Do You Really Need Different Lense Colors?
Sure, you can get away with all clear, or dark lenses. However, the ability to use the different colored lenses is a plus even on a pistol range. For example, in a 3-day, defensive handgun class I taught last month, I ended up using 3 of the 6 lenses throughout the three days.
Early morning day one, it was cloudy and a bit too dark for dark sunglasses. So I ended up swapping out the dark lenses for clear lenses. Then, later in the day, when the sun came out, I switched them out to the dark ones. After several hours at the range, your eyes can become fatigued from squinting if you're wearing clear lenses with lots of sunlight.
Having the dark lenses definitely helped.
The following day I decided to see how the yellow lenses would work as it was supposed to rain and be overcast all day. I ended up wearing the yellow lenses all day and didn't realize how gloomy it really was until I took them off to go to lunch.
The yellow lenses brightened the targets up and just made some colors seem a little crisper to me. I wasn't doing anything where making specific colors stand out gave me an advantage, but I personally preferred the yellow lenses to the clear lenses under those conditions.
I also found that it did not change how I was able to see my green front sight dot. And while I personally wouldn't likely use the other color lenses, none of them significantly affected the way the front sight looked. Check out my video review:
Shooting Glasses with Perscription Lenses?

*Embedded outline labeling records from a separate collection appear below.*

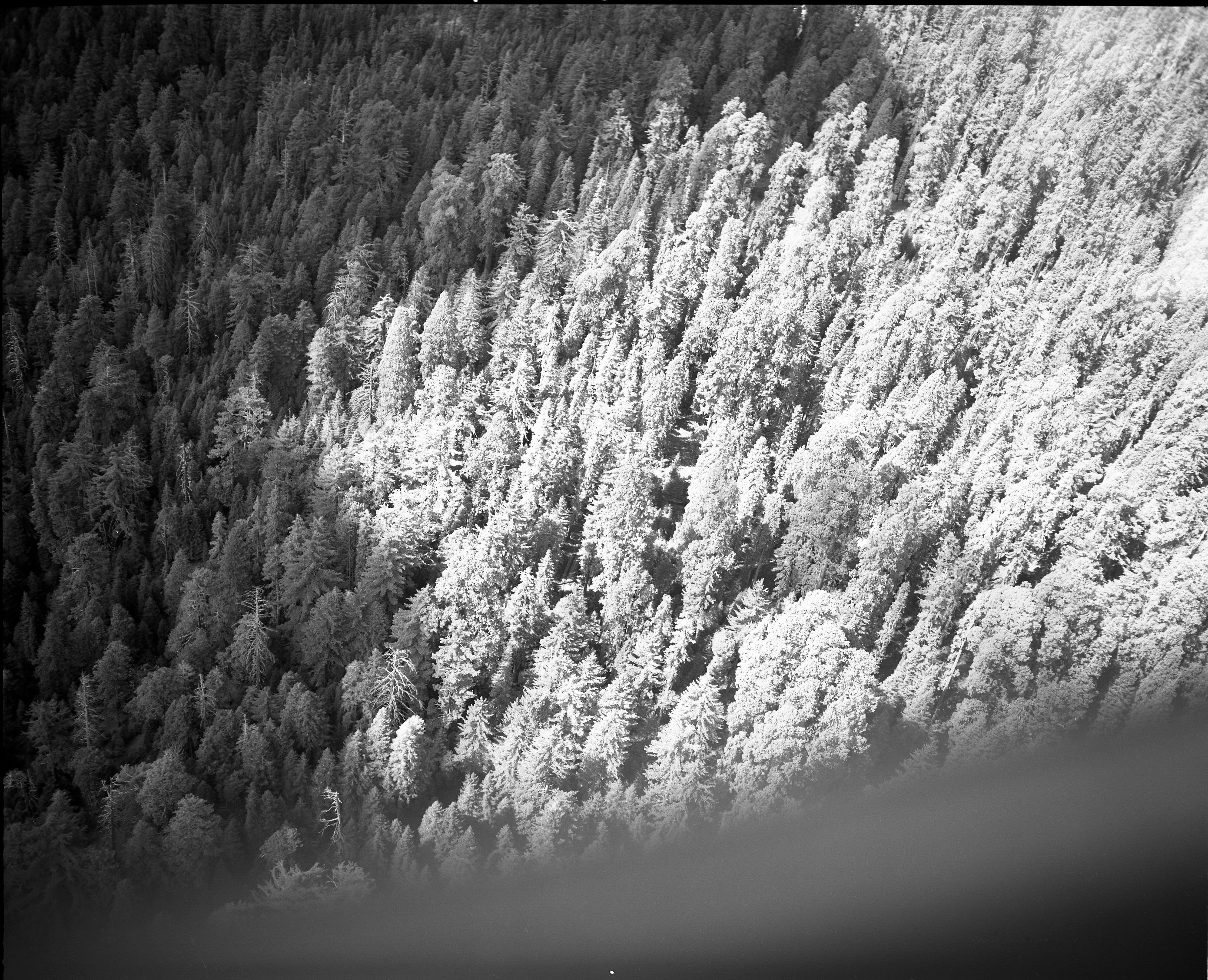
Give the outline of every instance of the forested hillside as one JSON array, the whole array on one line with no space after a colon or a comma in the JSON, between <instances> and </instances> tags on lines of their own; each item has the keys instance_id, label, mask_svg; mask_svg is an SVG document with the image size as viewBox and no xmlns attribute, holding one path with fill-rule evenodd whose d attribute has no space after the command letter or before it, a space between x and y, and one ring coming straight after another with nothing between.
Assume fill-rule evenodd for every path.
<instances>
[{"instance_id":1,"label":"forested hillside","mask_svg":"<svg viewBox=\"0 0 1208 980\"><path fill-rule=\"evenodd\" d=\"M1203 11L46 8L0 64L7 922L1208 695Z\"/></svg>"}]
</instances>

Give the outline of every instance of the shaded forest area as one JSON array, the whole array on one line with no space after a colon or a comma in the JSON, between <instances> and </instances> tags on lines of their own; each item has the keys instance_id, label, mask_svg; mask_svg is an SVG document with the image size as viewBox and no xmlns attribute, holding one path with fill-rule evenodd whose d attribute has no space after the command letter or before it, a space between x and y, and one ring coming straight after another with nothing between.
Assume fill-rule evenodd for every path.
<instances>
[{"instance_id":1,"label":"shaded forest area","mask_svg":"<svg viewBox=\"0 0 1208 980\"><path fill-rule=\"evenodd\" d=\"M6 923L440 887L1208 695L1202 11L0 45Z\"/></svg>"}]
</instances>

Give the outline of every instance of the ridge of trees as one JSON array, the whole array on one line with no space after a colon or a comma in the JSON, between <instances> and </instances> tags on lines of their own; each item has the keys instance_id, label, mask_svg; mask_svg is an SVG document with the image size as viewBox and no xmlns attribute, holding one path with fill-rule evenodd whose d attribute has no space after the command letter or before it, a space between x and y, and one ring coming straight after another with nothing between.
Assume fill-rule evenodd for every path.
<instances>
[{"instance_id":1,"label":"ridge of trees","mask_svg":"<svg viewBox=\"0 0 1208 980\"><path fill-rule=\"evenodd\" d=\"M1206 31L10 14L6 921L455 883L1202 702Z\"/></svg>"}]
</instances>

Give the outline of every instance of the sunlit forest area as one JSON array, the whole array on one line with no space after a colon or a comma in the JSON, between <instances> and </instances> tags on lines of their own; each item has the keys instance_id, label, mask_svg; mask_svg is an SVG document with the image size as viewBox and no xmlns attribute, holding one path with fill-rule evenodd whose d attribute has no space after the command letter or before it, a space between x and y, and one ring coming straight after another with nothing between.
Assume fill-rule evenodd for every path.
<instances>
[{"instance_id":1,"label":"sunlit forest area","mask_svg":"<svg viewBox=\"0 0 1208 980\"><path fill-rule=\"evenodd\" d=\"M449 888L1208 698L1208 14L4 14L5 922Z\"/></svg>"}]
</instances>

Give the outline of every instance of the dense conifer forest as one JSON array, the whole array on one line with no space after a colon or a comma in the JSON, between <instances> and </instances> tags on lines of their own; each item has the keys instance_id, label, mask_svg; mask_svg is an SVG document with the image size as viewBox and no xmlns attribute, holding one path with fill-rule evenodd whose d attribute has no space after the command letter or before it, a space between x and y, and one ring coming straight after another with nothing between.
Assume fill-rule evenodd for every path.
<instances>
[{"instance_id":1,"label":"dense conifer forest","mask_svg":"<svg viewBox=\"0 0 1208 980\"><path fill-rule=\"evenodd\" d=\"M4 14L6 923L1208 696L1208 17Z\"/></svg>"}]
</instances>

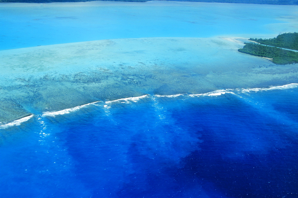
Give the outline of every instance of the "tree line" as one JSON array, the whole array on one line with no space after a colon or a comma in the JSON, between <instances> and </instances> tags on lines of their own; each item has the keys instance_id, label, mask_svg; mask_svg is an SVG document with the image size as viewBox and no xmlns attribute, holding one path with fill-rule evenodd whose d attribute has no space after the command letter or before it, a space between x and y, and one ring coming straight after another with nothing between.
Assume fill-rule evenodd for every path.
<instances>
[{"instance_id":1,"label":"tree line","mask_svg":"<svg viewBox=\"0 0 298 198\"><path fill-rule=\"evenodd\" d=\"M271 60L276 64L298 63L298 52L260 43L246 43L244 44L245 45L243 48L238 49L238 51L251 55L273 59Z\"/></svg>"},{"instance_id":2,"label":"tree line","mask_svg":"<svg viewBox=\"0 0 298 198\"><path fill-rule=\"evenodd\" d=\"M264 45L298 50L298 33L296 32L284 33L268 39L251 38L249 40Z\"/></svg>"}]
</instances>

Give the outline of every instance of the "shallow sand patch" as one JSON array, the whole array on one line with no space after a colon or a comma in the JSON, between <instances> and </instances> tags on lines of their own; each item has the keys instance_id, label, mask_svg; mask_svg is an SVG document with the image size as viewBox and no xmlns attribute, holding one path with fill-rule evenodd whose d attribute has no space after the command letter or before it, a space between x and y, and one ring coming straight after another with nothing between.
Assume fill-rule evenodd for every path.
<instances>
[{"instance_id":1,"label":"shallow sand patch","mask_svg":"<svg viewBox=\"0 0 298 198\"><path fill-rule=\"evenodd\" d=\"M277 66L241 53L244 44L231 40L125 39L1 51L0 121L147 94L298 82L297 64Z\"/></svg>"}]
</instances>

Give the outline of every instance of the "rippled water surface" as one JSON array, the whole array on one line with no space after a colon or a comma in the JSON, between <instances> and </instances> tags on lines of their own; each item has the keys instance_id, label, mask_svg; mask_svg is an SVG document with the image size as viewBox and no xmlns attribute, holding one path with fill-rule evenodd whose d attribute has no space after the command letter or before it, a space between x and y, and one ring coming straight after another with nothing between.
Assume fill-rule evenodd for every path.
<instances>
[{"instance_id":1,"label":"rippled water surface","mask_svg":"<svg viewBox=\"0 0 298 198\"><path fill-rule=\"evenodd\" d=\"M297 8L0 3L0 197L297 197Z\"/></svg>"}]
</instances>

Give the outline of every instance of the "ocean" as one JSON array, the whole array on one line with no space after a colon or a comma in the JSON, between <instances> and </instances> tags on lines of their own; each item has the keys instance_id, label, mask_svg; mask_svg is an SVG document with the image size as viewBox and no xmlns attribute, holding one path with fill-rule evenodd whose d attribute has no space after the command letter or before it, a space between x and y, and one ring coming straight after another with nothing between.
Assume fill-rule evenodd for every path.
<instances>
[{"instance_id":1,"label":"ocean","mask_svg":"<svg viewBox=\"0 0 298 198\"><path fill-rule=\"evenodd\" d=\"M296 197L297 102L295 84L146 95L22 119L1 127L1 193Z\"/></svg>"},{"instance_id":2,"label":"ocean","mask_svg":"<svg viewBox=\"0 0 298 198\"><path fill-rule=\"evenodd\" d=\"M106 3L0 4L0 197L298 197L297 64L209 38L297 6Z\"/></svg>"}]
</instances>

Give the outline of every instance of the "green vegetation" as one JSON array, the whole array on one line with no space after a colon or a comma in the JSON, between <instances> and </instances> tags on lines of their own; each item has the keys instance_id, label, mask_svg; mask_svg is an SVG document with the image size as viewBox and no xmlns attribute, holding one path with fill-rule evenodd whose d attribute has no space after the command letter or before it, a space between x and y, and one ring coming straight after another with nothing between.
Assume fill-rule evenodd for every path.
<instances>
[{"instance_id":1,"label":"green vegetation","mask_svg":"<svg viewBox=\"0 0 298 198\"><path fill-rule=\"evenodd\" d=\"M238 51L251 55L273 59L270 60L276 64L298 63L298 52L259 43L244 44L245 45L243 48L238 49Z\"/></svg>"},{"instance_id":2,"label":"green vegetation","mask_svg":"<svg viewBox=\"0 0 298 198\"><path fill-rule=\"evenodd\" d=\"M268 39L250 38L250 40L264 45L298 50L298 33L285 33L278 35L276 38Z\"/></svg>"},{"instance_id":3,"label":"green vegetation","mask_svg":"<svg viewBox=\"0 0 298 198\"><path fill-rule=\"evenodd\" d=\"M77 2L96 0L0 0L1 2L51 3L51 2ZM112 1L144 2L148 0L108 0ZM277 5L298 5L298 0L169 0L177 1L199 2L218 2Z\"/></svg>"}]
</instances>

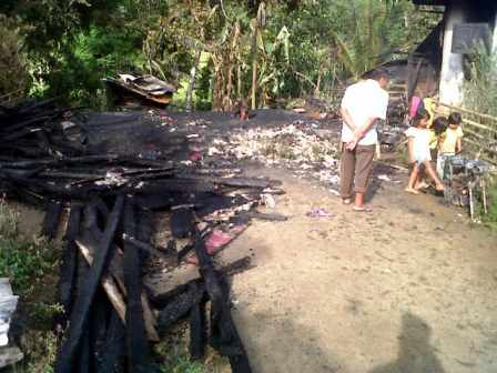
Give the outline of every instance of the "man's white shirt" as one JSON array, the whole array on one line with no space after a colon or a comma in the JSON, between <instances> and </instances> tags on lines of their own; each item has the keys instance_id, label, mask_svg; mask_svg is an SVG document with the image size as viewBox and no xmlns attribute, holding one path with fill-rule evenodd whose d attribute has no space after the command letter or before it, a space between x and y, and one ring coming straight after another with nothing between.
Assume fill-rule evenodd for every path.
<instances>
[{"instance_id":1,"label":"man's white shirt","mask_svg":"<svg viewBox=\"0 0 497 373\"><path fill-rule=\"evenodd\" d=\"M388 107L388 92L382 89L376 80L368 79L352 84L345 90L342 108L346 109L356 128L366 123L369 118L386 119ZM349 142L354 132L343 123L342 141ZM374 145L378 141L376 123L366 132L358 142L359 145Z\"/></svg>"}]
</instances>

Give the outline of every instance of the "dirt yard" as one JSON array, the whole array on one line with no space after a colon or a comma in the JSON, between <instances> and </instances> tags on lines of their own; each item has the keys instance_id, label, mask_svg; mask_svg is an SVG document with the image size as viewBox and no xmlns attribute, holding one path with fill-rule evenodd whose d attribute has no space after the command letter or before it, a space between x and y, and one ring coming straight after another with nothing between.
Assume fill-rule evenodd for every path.
<instances>
[{"instance_id":1,"label":"dirt yard","mask_svg":"<svg viewBox=\"0 0 497 373\"><path fill-rule=\"evenodd\" d=\"M268 114L256 119L294 119ZM209 119L222 123L221 115ZM399 183L376 179L373 213L353 212L317 181L284 169L248 174L281 180L286 194L274 212L291 216L254 220L220 255L252 253L256 265L232 281L254 372L497 372L496 233L439 198L406 194L402 173L390 175ZM306 216L313 208L335 216ZM39 214L23 215L28 231L40 225ZM176 281L196 276L193 265L182 271Z\"/></svg>"},{"instance_id":2,"label":"dirt yard","mask_svg":"<svg viewBox=\"0 0 497 373\"><path fill-rule=\"evenodd\" d=\"M292 219L254 222L227 249L255 253L233 280L255 372L497 371L495 233L403 183L383 182L374 212L357 213L286 171L263 173L283 181L275 210ZM317 206L336 216L305 215Z\"/></svg>"}]
</instances>

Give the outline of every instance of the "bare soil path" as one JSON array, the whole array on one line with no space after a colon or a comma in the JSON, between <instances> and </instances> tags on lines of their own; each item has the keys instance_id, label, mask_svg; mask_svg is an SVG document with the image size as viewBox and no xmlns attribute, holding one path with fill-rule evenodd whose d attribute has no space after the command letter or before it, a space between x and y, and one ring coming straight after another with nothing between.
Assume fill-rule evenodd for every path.
<instances>
[{"instance_id":1,"label":"bare soil path","mask_svg":"<svg viewBox=\"0 0 497 373\"><path fill-rule=\"evenodd\" d=\"M227 250L255 372L497 372L497 235L433 195L384 182L373 213L283 170L287 222L254 222ZM307 218L312 208L336 218Z\"/></svg>"},{"instance_id":2,"label":"bare soil path","mask_svg":"<svg viewBox=\"0 0 497 373\"><path fill-rule=\"evenodd\" d=\"M229 114L209 115L197 114L219 133L240 125ZM282 115L264 111L260 123L244 125L295 117ZM146 141L156 135L142 132ZM357 213L290 171L251 173L283 181L275 212L292 216L253 221L220 254L254 254L256 266L233 279L234 317L254 372L497 372L496 233L433 195L406 194L404 181L376 182L374 212ZM312 208L336 216L308 218ZM21 213L24 230L38 232L42 215ZM184 280L196 275L194 266L182 271Z\"/></svg>"}]
</instances>

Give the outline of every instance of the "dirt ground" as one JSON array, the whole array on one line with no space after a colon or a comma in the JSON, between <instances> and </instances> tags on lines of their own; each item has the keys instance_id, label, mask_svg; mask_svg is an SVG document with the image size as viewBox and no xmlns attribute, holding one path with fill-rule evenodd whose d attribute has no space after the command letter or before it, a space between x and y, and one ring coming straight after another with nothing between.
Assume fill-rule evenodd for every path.
<instances>
[{"instance_id":1,"label":"dirt ground","mask_svg":"<svg viewBox=\"0 0 497 373\"><path fill-rule=\"evenodd\" d=\"M383 182L373 213L283 170L276 211L229 251L256 268L233 280L254 372L497 372L497 235L434 195ZM403 177L405 178L405 177ZM397 179L403 179L397 177ZM335 218L308 218L312 208Z\"/></svg>"},{"instance_id":2,"label":"dirt ground","mask_svg":"<svg viewBox=\"0 0 497 373\"><path fill-rule=\"evenodd\" d=\"M229 114L212 115L231 125ZM272 111L256 118L271 115L282 121ZM291 216L254 220L220 254L253 254L255 268L232 285L254 372L497 372L496 233L439 198L406 194L405 174L376 180L374 212L357 213L290 171L250 173L283 182L274 211ZM306 216L313 208L336 215ZM40 226L42 215L21 210L24 231ZM178 282L196 276L194 266L182 271Z\"/></svg>"}]
</instances>

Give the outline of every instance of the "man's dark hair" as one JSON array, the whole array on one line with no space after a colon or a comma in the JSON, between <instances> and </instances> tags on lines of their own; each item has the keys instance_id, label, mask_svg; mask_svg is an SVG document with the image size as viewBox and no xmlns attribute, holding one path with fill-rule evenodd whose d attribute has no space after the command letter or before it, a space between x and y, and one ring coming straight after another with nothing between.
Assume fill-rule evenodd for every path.
<instances>
[{"instance_id":1,"label":"man's dark hair","mask_svg":"<svg viewBox=\"0 0 497 373\"><path fill-rule=\"evenodd\" d=\"M414 125L417 125L417 122L419 122L422 119L428 120L429 119L429 112L425 109L419 109L414 117Z\"/></svg>"},{"instance_id":2,"label":"man's dark hair","mask_svg":"<svg viewBox=\"0 0 497 373\"><path fill-rule=\"evenodd\" d=\"M463 121L463 117L460 117L460 113L453 112L450 113L450 115L448 115L448 122L449 124L460 124L460 122Z\"/></svg>"},{"instance_id":3,"label":"man's dark hair","mask_svg":"<svg viewBox=\"0 0 497 373\"><path fill-rule=\"evenodd\" d=\"M382 78L384 79L390 79L390 74L387 69L385 68L377 68L368 73L368 79L379 80Z\"/></svg>"},{"instance_id":4,"label":"man's dark hair","mask_svg":"<svg viewBox=\"0 0 497 373\"><path fill-rule=\"evenodd\" d=\"M448 120L445 117L438 117L433 121L433 130L435 131L436 135L440 135L447 130L448 127Z\"/></svg>"}]
</instances>

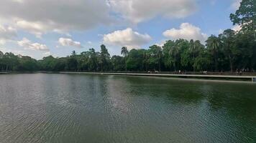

If you wear prescription glasses, you're going to love these. Unfortunately, too many people forego safety because of their prescription glasses. They end up wearing their daily glasses, which have no ballistic protection or protection around the sides. It may seem that any glasses are better than nothing, but that isn't necessarily the case. If the glasses or lenses shatter, bits of your glasses can injure your eye instead of whatever caused them to break in the first place.
If you do try and put safety glasses over your prescription glasses, they don't fit comfortably, or the two lenses distort and disrupt the field of view. For example, I have a slight prescription for distance viewing that I know helps me on the range, yet I don't wear my glasses because I can see ‘well enough,' and I don't want to wear glasses under my shooting glasses.
You can purchase a $20.00 adapter that your eye doctor can place prescription lenses into. Then you can pop the adapter with your lenses onto the nose piece. The adapter puts your prescription lenses in the perfect spot behind the protective lenses.
I wasn't aware of the prescription inserts until I started reviewing them, so I don't have personal experience using them.
I didn't want to hold up the review for you all, so I will likely update this review once I purchase the Rx Adapter and use it for a while.
I know shooting glasses aren't a piece of gear that people typically get excited about, but I really like these. SSP Eyewear's glasses are not the very top of the industry, but they are certainly not junk. The most important thing is they are affordable and do their job.
I am not looking for what is most expensive, or really the cheapest for that matter. I am trying to get the best value for my money. The Methow Kit I evaluated is SSP's most expensive model and costs $130.00. But I still have my $13.00 glasses and bring them to the range as a backup.